O sentimento foi estranho, reconheço. Lembro que pensava na minha educação católica, e como esta talvez tivesse feito de mim mais puritana do que eu gostaria de admitir. Mas tudo bem. Fiquei lá tentando ficar confortável, até que algo chama a minha atenção. Na área de nudismo havia um gordinho caminhando completamente vestido em torno das pessoas nuas. “Maluco”, pensei, já sentindo-me parte da comunidade naturalista. O cara fica a poucos metros de mim. Analiso a situação e vejo que havia inúmeras pessoas em minha volta, ou seja, não havia porque me sentir ameaçada. Continuei trabalhando no meu bronzeado. O cara então passa por mim de novo, e desta vez diz algo em alemão. Eu, por minha vez, agradeço não ser capaz de entender.
5min depois, quando eu estava realmente começando a desfrutar da arte de bronzear minha bunda incrivelmente branca, o companheiro alemão está de volta, e desta vez ele quer fazer contato. Ele se abaixa e diz alguma coisa em alemão. Levanto a cabeça, tentando entender e ao mesmo tempo desviar do sol que batia nos meus olhos, cegando-me completamente. Quando finalmente venço minha cegueira momentânea, desejo ter os olhos engolidos pela terra. O cara, que antes estava vestido, estava sem calças. Não só isso, abaixo de sua grande barriga, seu pênis está na altura dos meus olhos, perto o suficiente para ser tocado. Mas isso não era tudo: aquele era, sem sombra de dúvidas, o menor pênis que eu tinha visto na minha vida. Uma tímida-pequena-cabeça, não mais do que alguns cms, olhando para mim. Em seguida, começa o que eu vou lembrar para sempre ter sido a conversa mais estranha que eu já tive:
Pequeno Fritz: “Então, você é americana?” (Eu acho que ele não havia notado minha canga da bandeira do Brasil logo abaixo da minha bunda branca).
Antônia: “Não, brasileira.”
Pequeno Fritz: “Então o que você achou?”
Antônia: “Por favor, diga-me que você está falando sobre o tempo.”

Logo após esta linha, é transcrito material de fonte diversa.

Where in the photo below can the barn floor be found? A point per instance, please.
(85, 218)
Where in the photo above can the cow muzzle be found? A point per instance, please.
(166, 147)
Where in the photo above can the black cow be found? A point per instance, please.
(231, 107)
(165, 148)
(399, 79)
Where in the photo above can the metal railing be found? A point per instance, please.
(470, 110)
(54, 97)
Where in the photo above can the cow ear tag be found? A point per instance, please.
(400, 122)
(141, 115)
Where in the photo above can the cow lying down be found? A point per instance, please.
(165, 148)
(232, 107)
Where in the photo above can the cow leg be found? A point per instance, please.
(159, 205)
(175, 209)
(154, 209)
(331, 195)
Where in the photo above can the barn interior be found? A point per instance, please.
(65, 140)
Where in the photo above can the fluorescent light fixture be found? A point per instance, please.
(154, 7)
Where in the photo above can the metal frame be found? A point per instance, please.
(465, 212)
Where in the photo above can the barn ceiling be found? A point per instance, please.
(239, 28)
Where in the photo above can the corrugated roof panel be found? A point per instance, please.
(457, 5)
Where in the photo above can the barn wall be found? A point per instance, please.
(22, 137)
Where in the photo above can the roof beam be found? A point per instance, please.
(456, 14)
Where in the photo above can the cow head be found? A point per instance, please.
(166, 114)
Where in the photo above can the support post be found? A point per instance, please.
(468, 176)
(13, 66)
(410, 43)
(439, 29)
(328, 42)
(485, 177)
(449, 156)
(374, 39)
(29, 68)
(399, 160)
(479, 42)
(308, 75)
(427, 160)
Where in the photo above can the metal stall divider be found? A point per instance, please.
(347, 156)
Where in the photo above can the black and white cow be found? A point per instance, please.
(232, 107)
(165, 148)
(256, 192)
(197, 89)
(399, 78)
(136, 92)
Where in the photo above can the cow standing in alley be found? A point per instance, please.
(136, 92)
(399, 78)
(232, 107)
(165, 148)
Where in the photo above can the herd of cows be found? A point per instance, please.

Pequeno Fritz: “Haha. Sim. Você está gostando? “
Antônia: “Eu estava… até agora.”
Pequeno Fritz: “Ok, só parei para dizer ‘oi’. Aproveite Munique! “
Antônia: “Danke”.
Era isso. Fora menos de 1 minuto de bate-papo, mas eu decidi que era o suficiente para a minha primeira experiência de nudez – principalmente envolvendo certas… pequenezas da vida. Coloquei minhas roupas e voltei pra área das pessoas vestidas com algumas grandes lições. Respeitar a nudez alheia, do tamanho que ela for. E aprender vestir-se com a mesma rapidez e facilidade com a que você tira a roupa. Danke, Munchen.
Fim da sessão.
Fotos: Daniel Fama – Mostra Fotográfica “[Nu] objeto”
Raul Guilherme Urban
Antônia,
sou nudista desde a adolescência e não abro mão disso, apesar de a família não tomar parte dessa predileção. Hoje tenho 71 anos, casado há 45, mas a nudez sempre me acompanhou, sem receios ou preconceitos. Amo ficar nu em casa, sempr que possível, mas apenas em companhia de minha parceira. Ou, então, quando ewstou só, mergulhado nos meus trabalhos de documentários históricos. Existe algo mais libertário (e sensual) que a nudeez em pelo? Ainda mais em pleno calor do verão aqui no Sul! Ah, teu escrito me motiva para, sempre, me livra das incômidas roupas. Estou pronto para diálogos. Abraço.
Dai
Hahaha que ótimo!!! Quando fui à Munique estava frio e chovendo, nem chegamos perto do parque para poder ter essa experiência que, confesso, meu marido tem muito mais entusiasmo do que eu hehe
Thaiza
Kkkkkkkkkkkkk morri!!! Adoro, Antônia!
Antônia no Divã
Volte sempre, Carla.
Carla Dias
um dos textos mais legais que ja li em terras virtuais. Agradeco a amigona Priscila Dexheimer por ter postado o “launch” do seu blog. Ganhaste uma fã!